MILKING THREE TIMES A DAY.
During the heat of summer, the cow should be milked three times a day, at regular intervals—about five o’clock in the morning, one in the afternoon, and at nine in the evening. The quantity of milk and butter is considerably increased, and the quality improved, by this practice. The milk is injured by remaining in the udder through the heat of the day, and the cow is made uncomfortable, which, of necessity, diminishes her usefulness. When cows are milked but twice a day in hot weather, the udder becomes too much heated and feverish, and the milk is in a similar condition—the cream seems to be melted, the milk soon becomes sour, the cream does not rise well, and the butter is soft and oily. These difficulties, almost universally attending butter-making at this time of the year, are mostly overcome by the practice of milking three times a day, and the cow being near at hand, it is a small matter.

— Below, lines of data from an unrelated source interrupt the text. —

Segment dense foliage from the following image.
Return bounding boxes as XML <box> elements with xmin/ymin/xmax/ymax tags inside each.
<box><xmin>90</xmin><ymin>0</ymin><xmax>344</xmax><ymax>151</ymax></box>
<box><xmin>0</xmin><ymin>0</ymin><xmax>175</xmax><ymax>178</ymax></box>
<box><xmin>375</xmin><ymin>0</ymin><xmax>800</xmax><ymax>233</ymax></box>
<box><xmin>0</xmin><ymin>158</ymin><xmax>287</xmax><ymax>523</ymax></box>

The length of time a cow should be milked, will depend on her capabilities for giving milk a longer or shorter time. Some will give milk the year round, while others will “go dry” three or four months, or longer, in spite of all efforts to keep them in milk a longer period. But, as a rule, it is better for a cow to go dry some eight weeks, giving time for fleshing up a little, and gaining strength for another season. The cow will be more vigorous, and the flow of milk more abundant afterward.